Reinforcement learning with verifiable rewards (RLVR) has become a standard paradigm for post-training large language models. While Group Relative Policy Optimization (GRPO) is widely adopted, its coarse credit assignment uniformly penalizes failed rollouts, lacking the token-level focus needed to efficiently address specific deviations. Self-Distillation Policy Optimization (SDPO) addresses this by providing denser, more targeted logit-level supervision that facilitates rapid early improvement, yet it frequently collapses during prolonged training. We trace this late-stage instability to two intrinsic flaws: self-distillation on already-correct samples introduces optimization ambiguity, and the self-teacher's signal reliability progressively degrades. To resolve these issues, we propose Sample-Routed Policy Optimization (SRPO), a unified on-policy framework that routes correct samples to GRPO's reward-aligned reinforcement and failed samples to SDPO's targeted logit-level correction. SRPO further incorporates an entropy-aware dynamic weighting mechanism to suppress high-entropy, unreliable distillation targets while emphasizing confident ones. Evaluated across five benchmarks and two model scales, SRPO achieves both the rapid early improvement of SDPO and the long-horizon stability of GRPO. It consistently surpasses the peak performance of both baselines, raising the five-benchmark average on Qwen3-8B by 3.4% over GRPO and 6.3% over SDPO, while simultaneously yielding moderate response lengths and lowering per-step compute cost by up to 17.2%.

Paper Structure

This paper contains 27 sections, 10 equations, 5 figures, 7 tables, 1 algorithm.

Figures (5)

  • Figure 1: Training dynamics and diagnostic analysis on Chemistry with Qwen3-8B. (a) SDPO improves faster than GRPO in early training, but is later overtaken and collapses, whereas SRPO achieves both rapid initial improvement and stable long-horizon optimization. (b) Restricting SDPO updates to incorrect samples retains most of its overall benefit, whereas applying SDPO only to correct samples degrades performance and destabilizes training, supporting the necessity of sample routing. (c) The self-teacher's token-level entropy rises during training, indicating that the distillation signal becomes increasingly dominated by uncertain predictions.

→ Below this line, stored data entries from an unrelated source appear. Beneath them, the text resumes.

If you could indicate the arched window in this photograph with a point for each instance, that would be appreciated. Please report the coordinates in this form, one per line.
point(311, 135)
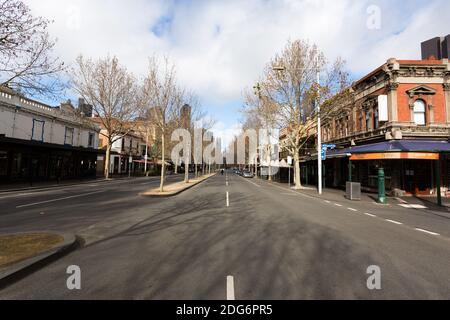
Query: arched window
point(419, 112)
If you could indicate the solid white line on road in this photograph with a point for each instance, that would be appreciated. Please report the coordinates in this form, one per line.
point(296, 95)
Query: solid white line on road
point(230, 288)
point(426, 231)
point(370, 215)
point(59, 199)
point(393, 221)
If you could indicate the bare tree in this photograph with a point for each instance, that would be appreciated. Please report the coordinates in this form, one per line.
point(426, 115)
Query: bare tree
point(111, 90)
point(26, 63)
point(163, 99)
point(291, 87)
point(260, 112)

Curves show a 5-step rolling mean and shaded bands denote $\pm 1$ std.
  • Figure 2: Overview of SRPO. Given a prompt $x$, the policy $\pi_\theta$ generates a group of on-policy rollouts. A correctness check routes each rollout to one of two branches: correct samples are sent to the GRPO branch (top), where group-relative advantages provide a reward-aligned policy update; incorrect samples with available teacher information are sent to the SDPO branch (bottom), where a feedback-conditioned self-teacher produces logit-level distillation targets via $\mathrm{KL}(P\;\|\;\mathrm{stopgrad}(Q))$ for dense corrective supervision.
  • Figure 3: Training curves on three representative benchmarks for Qwen3-8B. We plot avg@16 against wall-clock training time on (a) Chemistry, (b) Biology, and (c) Tool Use. These curves complement Table \ref{['tab:main-results']}, which reports the highest achieved result within each training budget. All curves show a 5-step rolling mean and shaded bands denote $\pm 1$ std.
  • Figure 4: Response length and per-step compute time for Qwen3-8B. (a) Response length on Chemistry: GRPO remains consistently long, SDPO drops rapidly, and SRPO stays moderate. Curves show a 5-step rolling mean and shaded bands denote $\pm 1$ std. (b) Average seconds per training step, averaged across five benchmarks and measured over the 1h, 5h, and 10h windows. SRPO incurs a modest overhead relative to GRPO in the early stage of training, but becomes faster than both GRPO and SDPO over longer training horizons.
  • Figure 5: Routing statistics during SRPO training of Qwen3-8B in Chemistry. (a) Fraction of samples routed to the GRPO branch. (b) Fraction of samples routed to the SDPO branch. (c) Fraction of samples in each batch for which teacher information can be constructed. As training progresses, the policy improves and generates more correct rollouts, causing the SDPO fraction to decrease steadily while the GRPO fraction increases correspondingly. All curves show a 5-step rolling mean and shaded bands denote $\pm 1$ std.